O que me parece importante ressaltar é que negar o mal, fingir que a dor não nos acomete, engolir o choro, estrangular a saudade são estratégias muito primárias de continuidade no mundo. Viver possui um componente, em maior ou em menor grau, de tragédia, de pura arbitrariedade e de erros e tropeços que nos convidam a nos implicarmos neles. A fazermos algo do que fizeram de nós, sem nossa autorização, ou com nossa colaboração.
A parte mais dura e difícil do enfrentamento de si consiste em olhar para um sofrimento, se encarar no espelho e perguntar: E aí? O que farei agora de mim, perante o que não pode ser apagado?
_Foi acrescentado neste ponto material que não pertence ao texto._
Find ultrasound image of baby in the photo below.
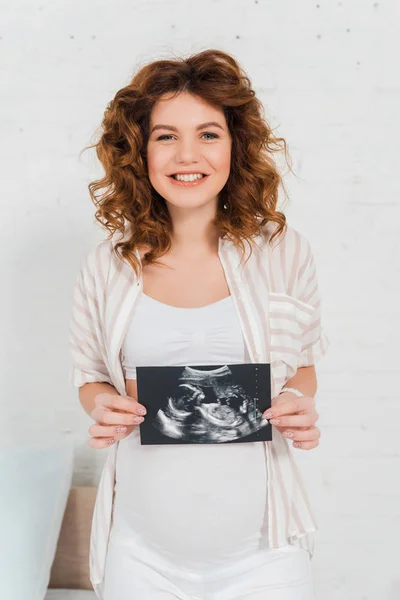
[153,365,268,443]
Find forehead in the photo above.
[150,92,226,127]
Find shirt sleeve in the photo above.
[296,238,330,367]
[69,253,113,388]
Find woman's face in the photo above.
[147,92,232,211]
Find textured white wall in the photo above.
[0,0,400,600]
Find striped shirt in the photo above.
[69,223,329,599]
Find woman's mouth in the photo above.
[168,173,209,187]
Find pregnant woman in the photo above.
[70,50,329,600]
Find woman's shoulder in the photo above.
[261,221,310,256]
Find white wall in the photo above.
[0,0,400,600]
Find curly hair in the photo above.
[85,49,291,274]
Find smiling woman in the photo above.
[81,50,289,274]
[71,50,328,600]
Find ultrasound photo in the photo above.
[136,363,272,445]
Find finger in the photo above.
[282,427,321,442]
[263,396,315,419]
[88,423,133,439]
[269,413,316,427]
[91,407,144,425]
[96,393,147,415]
[293,440,319,450]
[88,438,117,449]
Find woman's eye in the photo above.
[157,131,219,141]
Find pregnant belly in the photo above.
[113,430,267,567]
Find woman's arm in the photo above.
[284,365,317,397]
[79,382,119,416]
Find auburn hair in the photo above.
[85,49,291,274]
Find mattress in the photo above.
[45,590,96,600]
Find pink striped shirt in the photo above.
[69,223,329,600]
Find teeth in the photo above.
[172,173,203,181]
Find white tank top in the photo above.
[122,293,249,379]
[113,293,268,568]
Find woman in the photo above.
[70,50,328,600]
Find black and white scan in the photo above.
[137,363,272,444]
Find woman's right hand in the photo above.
[88,392,146,448]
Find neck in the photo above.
[170,206,220,258]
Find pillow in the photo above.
[0,440,74,600]
[49,486,97,590]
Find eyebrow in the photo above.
[150,121,223,134]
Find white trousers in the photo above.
[104,535,314,600]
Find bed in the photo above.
[45,486,97,600]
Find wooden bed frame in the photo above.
[49,486,97,590]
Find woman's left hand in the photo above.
[263,392,321,450]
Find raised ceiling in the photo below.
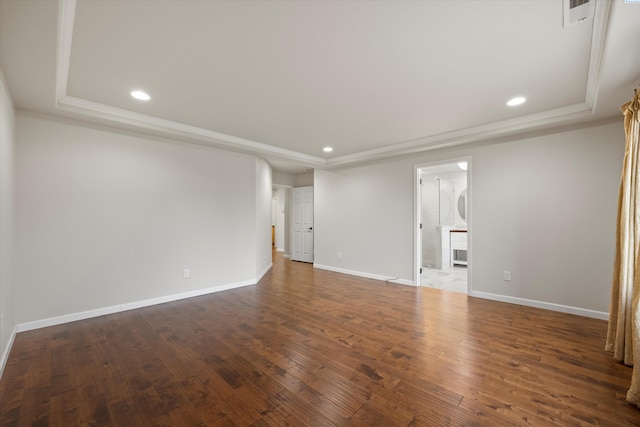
[0,0,640,171]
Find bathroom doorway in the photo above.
[416,159,470,293]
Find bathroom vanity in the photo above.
[436,225,467,269]
[449,229,467,266]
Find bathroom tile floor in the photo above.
[421,266,467,294]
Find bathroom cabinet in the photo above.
[449,230,467,266]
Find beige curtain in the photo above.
[605,88,640,406]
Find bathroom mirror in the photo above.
[458,188,467,221]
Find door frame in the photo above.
[290,185,315,264]
[413,156,473,295]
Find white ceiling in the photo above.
[0,0,640,171]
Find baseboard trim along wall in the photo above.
[313,264,415,286]
[253,262,273,285]
[0,326,18,378]
[16,280,264,332]
[468,291,609,320]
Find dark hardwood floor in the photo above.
[0,254,640,427]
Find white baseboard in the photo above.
[254,262,273,284]
[0,327,18,378]
[16,280,256,332]
[313,264,415,286]
[469,291,609,320]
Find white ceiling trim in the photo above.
[585,0,611,110]
[56,0,611,168]
[58,95,326,167]
[327,103,592,167]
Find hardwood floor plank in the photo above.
[0,252,640,427]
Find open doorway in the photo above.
[416,159,470,293]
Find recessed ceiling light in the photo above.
[131,90,151,101]
[507,96,527,107]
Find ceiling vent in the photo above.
[562,0,596,27]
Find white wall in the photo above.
[275,186,287,252]
[15,114,271,326]
[255,158,273,279]
[0,71,16,375]
[314,162,414,280]
[315,121,624,317]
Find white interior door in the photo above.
[291,187,313,262]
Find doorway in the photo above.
[415,158,471,293]
[291,186,313,263]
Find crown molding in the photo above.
[327,103,592,167]
[57,95,326,167]
[56,0,611,169]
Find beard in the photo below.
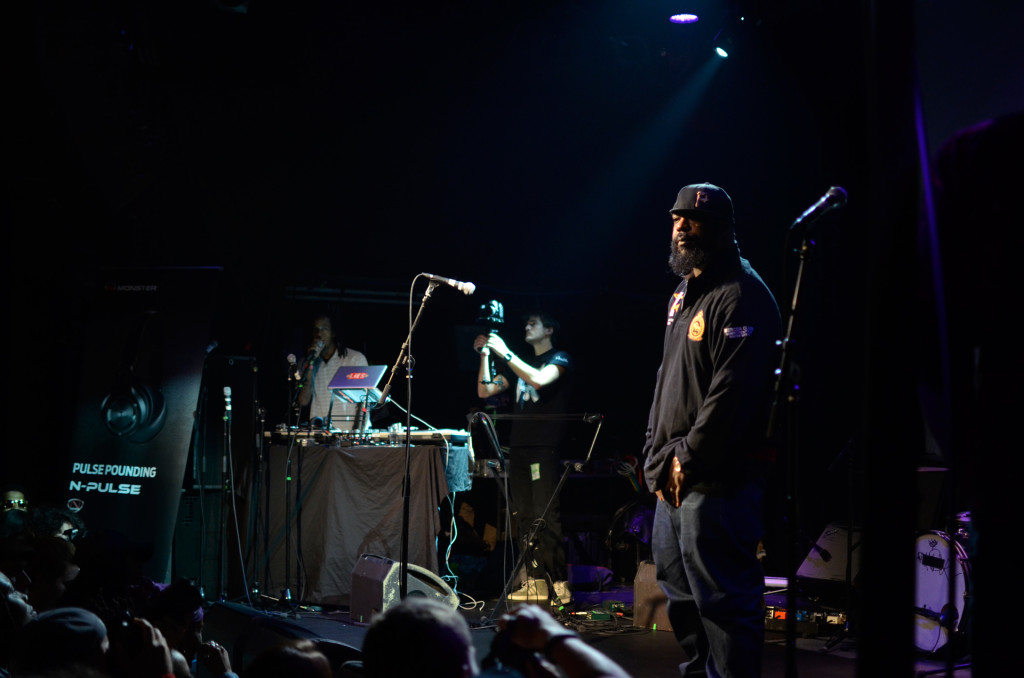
[669,241,708,278]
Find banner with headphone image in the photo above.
[65,268,220,582]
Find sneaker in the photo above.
[508,577,548,602]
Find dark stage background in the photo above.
[3,0,1024,671]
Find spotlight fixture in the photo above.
[712,13,760,58]
[669,14,700,24]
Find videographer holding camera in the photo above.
[362,597,630,678]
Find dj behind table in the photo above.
[254,426,474,605]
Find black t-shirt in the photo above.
[511,348,572,448]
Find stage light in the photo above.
[669,14,700,24]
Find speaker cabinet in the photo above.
[349,553,459,624]
[633,560,672,631]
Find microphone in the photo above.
[790,186,846,229]
[304,341,324,368]
[421,273,476,294]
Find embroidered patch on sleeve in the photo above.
[722,325,754,339]
[686,308,705,341]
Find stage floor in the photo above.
[197,587,971,678]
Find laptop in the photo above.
[328,365,387,402]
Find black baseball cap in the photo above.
[669,183,735,223]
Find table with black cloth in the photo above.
[258,444,468,605]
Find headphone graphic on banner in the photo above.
[99,311,167,442]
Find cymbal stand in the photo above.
[488,414,604,620]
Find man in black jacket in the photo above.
[644,183,781,677]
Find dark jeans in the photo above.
[509,448,568,582]
[651,482,765,678]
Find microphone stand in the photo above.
[378,276,437,600]
[767,228,814,677]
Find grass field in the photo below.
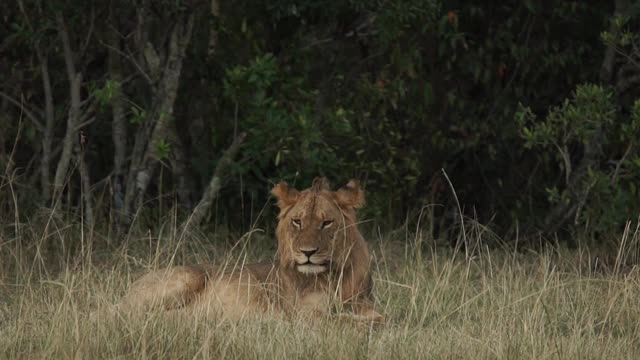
[0,218,640,359]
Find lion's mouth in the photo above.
[296,261,329,275]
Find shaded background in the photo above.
[0,0,640,245]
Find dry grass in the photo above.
[0,217,640,359]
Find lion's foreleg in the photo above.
[116,266,206,311]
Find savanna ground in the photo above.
[0,212,640,359]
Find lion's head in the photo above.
[271,178,369,275]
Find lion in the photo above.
[112,177,384,323]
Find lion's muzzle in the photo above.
[295,248,329,275]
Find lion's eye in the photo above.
[322,220,333,229]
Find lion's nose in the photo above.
[300,248,318,258]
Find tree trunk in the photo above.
[186,133,246,226]
[36,45,55,204]
[542,0,629,243]
[52,13,82,201]
[108,13,127,233]
[77,131,94,229]
[125,13,195,222]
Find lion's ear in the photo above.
[271,181,300,209]
[311,176,331,192]
[336,180,364,209]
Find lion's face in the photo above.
[272,178,364,275]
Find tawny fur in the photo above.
[119,178,382,322]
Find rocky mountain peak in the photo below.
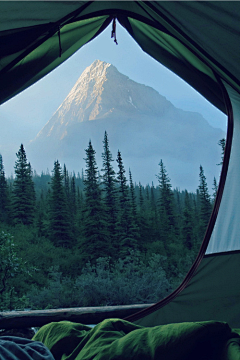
[37,60,172,139]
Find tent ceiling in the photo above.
[0,1,240,111]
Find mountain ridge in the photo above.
[29,60,225,190]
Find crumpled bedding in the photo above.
[0,336,54,360]
[33,319,240,360]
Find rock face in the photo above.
[28,60,225,191]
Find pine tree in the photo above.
[157,160,176,252]
[81,141,111,262]
[129,169,137,218]
[0,154,9,222]
[117,150,138,257]
[12,144,35,225]
[217,138,226,165]
[198,165,212,236]
[212,176,218,203]
[157,160,175,228]
[49,160,73,248]
[102,131,117,247]
[182,190,194,250]
[0,154,9,222]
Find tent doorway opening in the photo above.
[0,19,226,310]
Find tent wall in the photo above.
[127,251,240,328]
[206,84,240,254]
[0,1,240,327]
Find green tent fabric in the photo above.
[34,319,240,360]
[0,336,54,360]
[0,1,240,327]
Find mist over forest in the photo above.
[0,132,225,310]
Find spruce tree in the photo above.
[102,131,117,247]
[217,138,226,165]
[129,169,137,218]
[212,176,218,203]
[49,160,73,248]
[117,150,138,257]
[0,154,9,222]
[81,141,108,262]
[12,144,35,225]
[182,190,194,250]
[198,165,212,236]
[157,160,175,252]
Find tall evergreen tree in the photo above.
[12,144,35,225]
[182,190,194,250]
[212,176,218,203]
[117,150,138,257]
[198,165,212,236]
[217,138,226,165]
[0,154,9,222]
[157,160,175,227]
[102,131,118,247]
[49,160,73,248]
[129,169,137,218]
[81,141,108,261]
[157,160,176,252]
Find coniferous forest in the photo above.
[0,132,225,310]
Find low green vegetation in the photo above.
[0,132,225,310]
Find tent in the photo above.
[0,1,240,327]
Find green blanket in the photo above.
[33,319,240,360]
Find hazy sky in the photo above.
[0,24,226,176]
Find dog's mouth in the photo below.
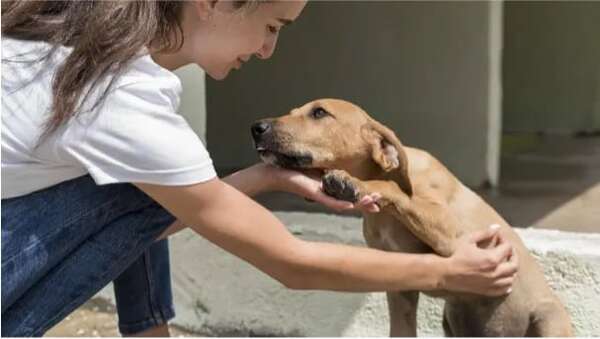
[255,144,313,169]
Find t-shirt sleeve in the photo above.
[64,81,216,185]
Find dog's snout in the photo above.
[251,121,271,138]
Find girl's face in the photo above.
[182,0,306,80]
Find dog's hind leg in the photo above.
[442,305,456,337]
[527,302,574,337]
[387,292,419,337]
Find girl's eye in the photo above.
[310,107,329,119]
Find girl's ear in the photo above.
[192,0,217,21]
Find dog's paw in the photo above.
[322,170,360,202]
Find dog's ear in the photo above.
[361,119,413,196]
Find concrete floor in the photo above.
[258,135,600,232]
[46,135,600,337]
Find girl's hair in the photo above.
[2,0,255,136]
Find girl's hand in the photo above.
[442,224,518,296]
[254,164,380,213]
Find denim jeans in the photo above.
[2,176,175,337]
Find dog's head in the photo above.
[251,99,412,194]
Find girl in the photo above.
[2,0,517,336]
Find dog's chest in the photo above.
[363,213,431,253]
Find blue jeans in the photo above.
[2,176,175,337]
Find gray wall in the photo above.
[504,1,600,132]
[207,1,501,185]
[175,65,206,141]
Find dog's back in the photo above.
[365,147,573,337]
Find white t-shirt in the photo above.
[1,38,216,199]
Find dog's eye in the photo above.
[310,107,329,119]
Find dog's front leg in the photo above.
[387,292,419,337]
[322,170,459,256]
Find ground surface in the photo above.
[47,136,600,337]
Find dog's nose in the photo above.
[251,121,271,138]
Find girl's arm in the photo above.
[137,179,517,295]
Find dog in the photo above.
[251,99,573,337]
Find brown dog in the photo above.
[252,99,573,337]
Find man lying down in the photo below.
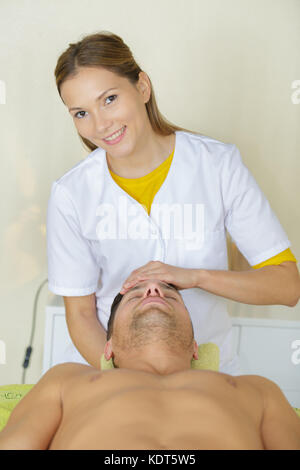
[0,280,300,450]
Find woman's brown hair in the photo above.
[54,31,199,151]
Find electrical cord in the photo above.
[21,279,48,384]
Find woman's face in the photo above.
[61,67,151,157]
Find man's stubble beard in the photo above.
[115,306,191,352]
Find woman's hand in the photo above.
[120,261,198,294]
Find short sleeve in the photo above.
[221,145,291,266]
[47,182,100,296]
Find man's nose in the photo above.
[144,282,164,297]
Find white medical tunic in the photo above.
[47,131,291,375]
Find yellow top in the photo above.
[109,148,297,269]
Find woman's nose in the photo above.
[94,113,114,139]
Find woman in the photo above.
[47,32,299,374]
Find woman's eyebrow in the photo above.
[69,88,117,111]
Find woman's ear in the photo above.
[104,339,114,361]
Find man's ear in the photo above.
[193,340,199,360]
[104,339,114,361]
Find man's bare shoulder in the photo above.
[43,362,97,383]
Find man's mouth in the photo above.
[141,297,167,305]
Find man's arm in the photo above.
[255,376,300,450]
[0,364,67,450]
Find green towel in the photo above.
[0,385,33,431]
[100,343,220,372]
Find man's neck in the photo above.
[118,351,191,375]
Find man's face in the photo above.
[106,279,194,362]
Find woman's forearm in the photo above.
[67,313,106,369]
[196,265,299,306]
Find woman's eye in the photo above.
[74,111,85,119]
[105,95,117,104]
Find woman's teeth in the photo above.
[104,126,126,140]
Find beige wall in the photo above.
[0,0,300,384]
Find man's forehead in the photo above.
[123,280,178,297]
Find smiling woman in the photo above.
[47,32,300,375]
[55,31,198,154]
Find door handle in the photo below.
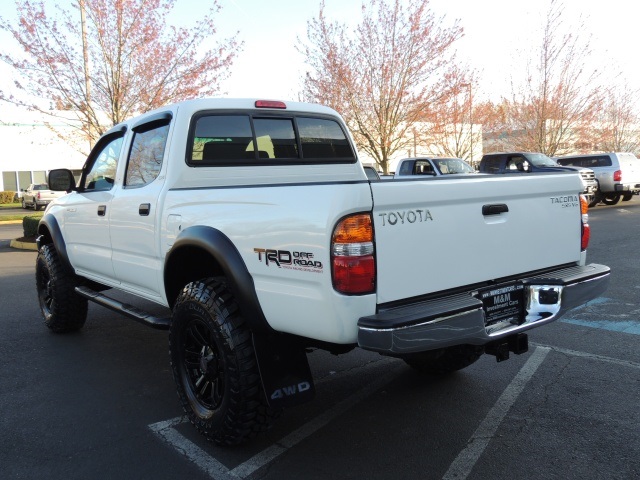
[138,203,151,217]
[482,203,509,216]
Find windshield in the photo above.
[433,158,475,175]
[527,153,558,167]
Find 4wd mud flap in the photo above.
[253,334,315,409]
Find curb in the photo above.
[9,240,38,252]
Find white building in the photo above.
[0,104,86,192]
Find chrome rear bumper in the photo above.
[358,264,610,355]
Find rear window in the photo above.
[187,114,355,166]
[484,157,502,173]
[557,155,611,168]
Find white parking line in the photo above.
[529,343,640,368]
[442,347,551,480]
[149,358,399,480]
[149,417,234,480]
[149,344,640,480]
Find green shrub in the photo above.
[0,191,17,203]
[22,215,42,238]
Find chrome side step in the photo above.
[76,286,171,330]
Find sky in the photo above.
[0,0,640,105]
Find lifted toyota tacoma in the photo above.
[36,99,609,445]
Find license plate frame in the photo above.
[477,282,525,327]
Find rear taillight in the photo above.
[613,170,622,182]
[580,195,591,250]
[331,213,376,294]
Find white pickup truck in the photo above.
[36,99,609,445]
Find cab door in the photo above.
[110,113,171,299]
[63,128,126,284]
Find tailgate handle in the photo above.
[482,203,509,216]
[138,203,151,217]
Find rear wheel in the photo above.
[169,279,272,445]
[602,193,621,205]
[402,345,484,375]
[36,245,87,333]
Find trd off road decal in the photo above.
[551,195,580,208]
[253,248,322,273]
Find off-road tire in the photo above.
[169,278,277,445]
[36,245,88,333]
[402,345,484,375]
[602,193,622,205]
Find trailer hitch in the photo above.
[484,333,529,362]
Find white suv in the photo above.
[556,152,640,205]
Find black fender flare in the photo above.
[36,213,74,272]
[164,225,273,334]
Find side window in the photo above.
[124,123,169,187]
[486,158,500,173]
[298,117,355,159]
[84,136,122,192]
[414,160,435,175]
[187,115,255,166]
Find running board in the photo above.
[76,287,171,330]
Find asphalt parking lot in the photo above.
[0,198,640,480]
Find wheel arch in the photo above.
[36,213,73,271]
[164,226,273,333]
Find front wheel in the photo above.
[402,345,484,375]
[602,193,621,205]
[169,279,270,445]
[36,245,88,333]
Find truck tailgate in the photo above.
[371,173,582,303]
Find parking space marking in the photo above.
[529,343,640,369]
[149,343,640,480]
[149,417,236,480]
[442,347,551,480]
[149,358,404,480]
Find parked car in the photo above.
[22,183,66,210]
[479,152,598,206]
[394,157,476,178]
[556,152,640,205]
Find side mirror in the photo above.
[48,168,76,192]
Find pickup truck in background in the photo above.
[22,183,67,210]
[394,157,476,178]
[36,99,610,445]
[479,152,599,207]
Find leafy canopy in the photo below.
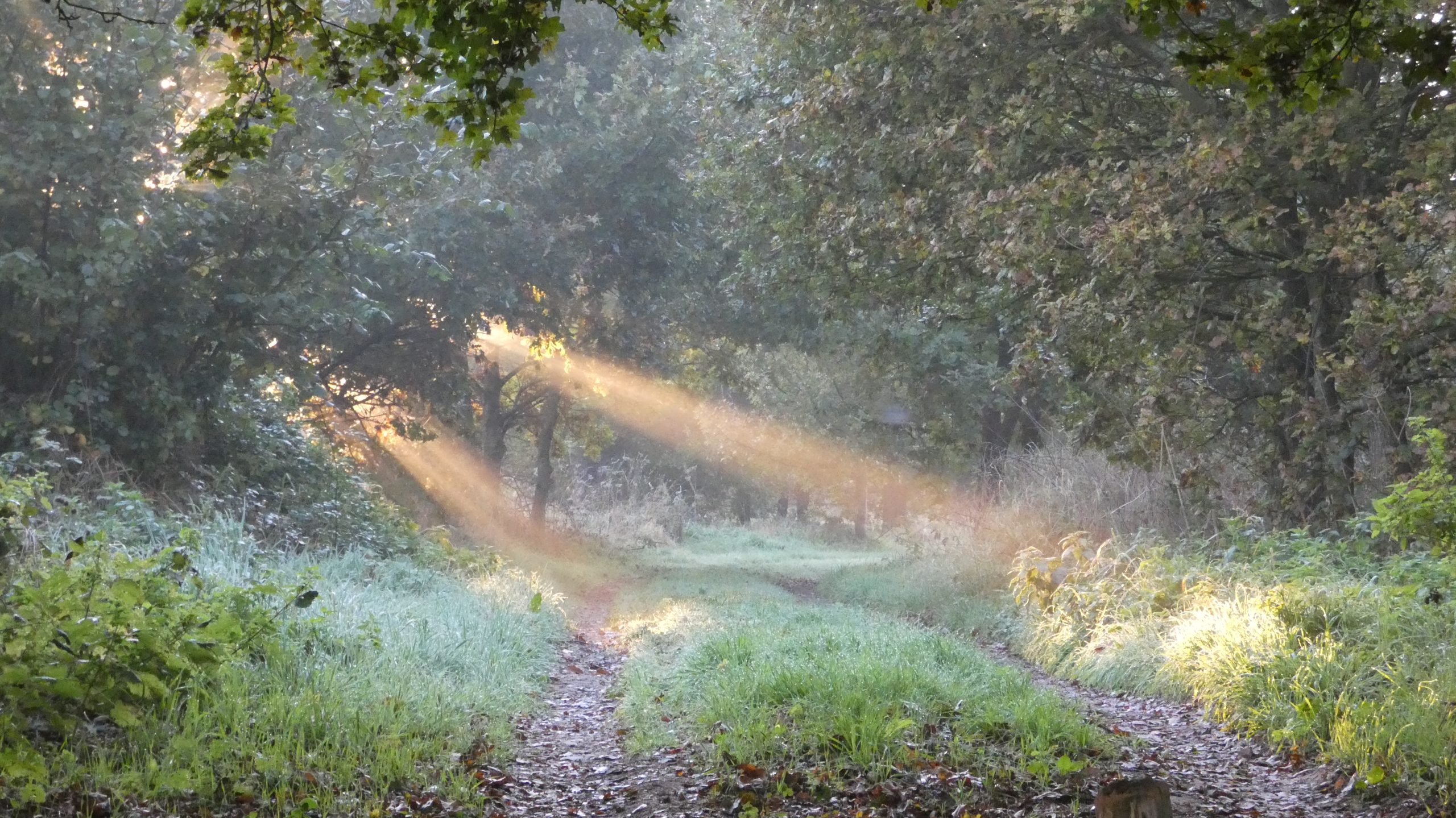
[164,0,677,179]
[1127,0,1456,115]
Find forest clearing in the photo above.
[0,0,1456,818]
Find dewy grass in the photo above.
[622,603,1098,777]
[1021,533,1456,802]
[71,543,564,813]
[818,547,1015,639]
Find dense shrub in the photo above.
[0,476,295,802]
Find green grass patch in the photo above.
[818,547,1016,639]
[621,603,1099,779]
[1019,532,1456,802]
[636,525,891,581]
[68,555,564,813]
[0,475,565,815]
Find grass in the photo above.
[613,527,1103,783]
[71,555,562,813]
[818,551,1015,639]
[1019,532,1456,803]
[621,601,1099,780]
[0,471,565,815]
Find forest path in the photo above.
[775,578,1425,818]
[985,645,1425,818]
[492,632,719,818]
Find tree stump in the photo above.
[1095,779,1173,818]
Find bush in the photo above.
[0,506,289,802]
[1368,418,1456,553]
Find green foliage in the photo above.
[1017,524,1456,800]
[0,460,564,813]
[207,381,421,556]
[75,547,564,815]
[1368,418,1456,553]
[0,521,287,802]
[165,0,677,179]
[623,601,1099,780]
[719,0,1456,524]
[1127,0,1456,117]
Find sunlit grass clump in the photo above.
[73,555,564,813]
[622,603,1098,779]
[0,475,565,815]
[1019,533,1456,800]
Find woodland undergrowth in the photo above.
[0,442,565,815]
[1012,429,1456,803]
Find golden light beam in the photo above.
[479,327,948,501]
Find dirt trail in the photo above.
[987,645,1425,818]
[776,579,1425,818]
[497,626,713,818]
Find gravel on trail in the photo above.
[492,634,722,818]
[986,645,1427,818]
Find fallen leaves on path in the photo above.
[988,645,1427,818]
[491,637,721,818]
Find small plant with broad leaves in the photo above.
[0,477,307,807]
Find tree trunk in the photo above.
[853,477,869,540]
[879,482,910,528]
[478,361,508,473]
[733,485,753,525]
[531,390,561,525]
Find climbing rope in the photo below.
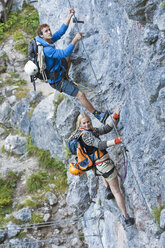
[68,0,128,181]
[65,0,157,223]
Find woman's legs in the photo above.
[108,177,127,217]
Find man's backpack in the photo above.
[24,38,47,81]
[68,130,104,175]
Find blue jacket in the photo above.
[36,24,74,83]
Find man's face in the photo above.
[41,26,52,41]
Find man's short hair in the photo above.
[37,23,49,36]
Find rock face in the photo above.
[32,0,165,247]
[0,0,165,248]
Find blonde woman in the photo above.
[71,108,135,226]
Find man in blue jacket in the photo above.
[36,8,109,123]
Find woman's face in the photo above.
[81,117,92,130]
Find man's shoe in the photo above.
[93,110,110,124]
[105,187,114,200]
[124,215,135,226]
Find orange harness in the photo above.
[95,158,109,165]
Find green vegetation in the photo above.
[26,137,68,193]
[0,171,20,218]
[17,199,40,210]
[27,170,48,193]
[53,93,65,118]
[152,205,165,228]
[0,4,39,45]
[30,213,44,223]
[64,145,72,160]
[161,1,165,8]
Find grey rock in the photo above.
[45,192,58,206]
[4,134,27,154]
[8,96,17,105]
[43,214,51,222]
[6,221,21,239]
[13,207,31,222]
[5,238,41,248]
[160,209,165,228]
[0,102,11,125]
[160,232,165,248]
[67,174,91,216]
[144,25,159,45]
[52,245,66,248]
[10,98,30,135]
[0,229,6,242]
[30,94,65,159]
[5,86,19,97]
[0,127,5,135]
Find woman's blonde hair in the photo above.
[69,112,94,139]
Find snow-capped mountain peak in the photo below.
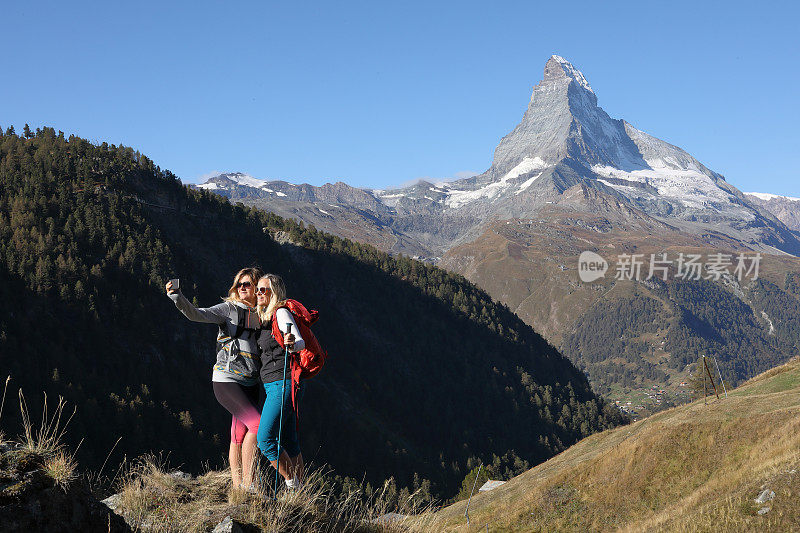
[197,172,286,196]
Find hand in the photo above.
[167,281,178,294]
[283,333,294,352]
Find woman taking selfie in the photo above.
[166,268,262,489]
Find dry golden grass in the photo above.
[0,382,78,490]
[438,358,800,531]
[117,457,437,532]
[19,389,77,455]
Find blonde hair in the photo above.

Como pretendo viver a vida daqui em diante? Nesse momento, o mais difícil de todos, o de sair de um lugar de passividade para tentar algum grau de emancipação, você está invariavelmente sozinho.
Entre a repetição e o desejo
Gosto da ideia de Butler, a filósofa americana, de que não é porque nascemos em uma matriz desigual de poder que precisamos, devotada e apaixonadamente, continuar reproduzindo esta matriz ao longo da vida. Mas a repetição é um mecanismo radical de alienação: introjetar irrefletidamente as forças de lei que te ensinaram e repeti-las, ainda que isto signifique pecar contra seu próprio coração de forma mortal.
Contar e recontar para si mesmo a própria história na busca por novos sentidos permite, humildemente, que você adquira a competência de reconhecer aquilo que deseja. E que aprenda a separar o desejo daquilo de que abrirá mão, porque não faz mais sentido após este aprendizado.
Eu acredito – senão não faria nem pesquisa, nem militância – que o passado, a socialização, a violência, podem até nos formar, mas não nos definem. E acredito que escavando fundo dentro de si, a infelicidade, a obediência, a dor a que o submeteram podem ser reelaboradas. Sem que seja necessário destruir o outro ou se deixar destruir.
Certa vez, uma interlocutora de pesquisa, indígena e idosa, me advertiu que era preciso cuidado, porque sem perceber você poderia um belo dia abrir os olhos e se ver com os dois pés no inferno. A esperança que me move é que a gente não desista de se enfrentar, para que nossos infernos não sejam passados adiante. Para que o inferno pare em mim e pare em você.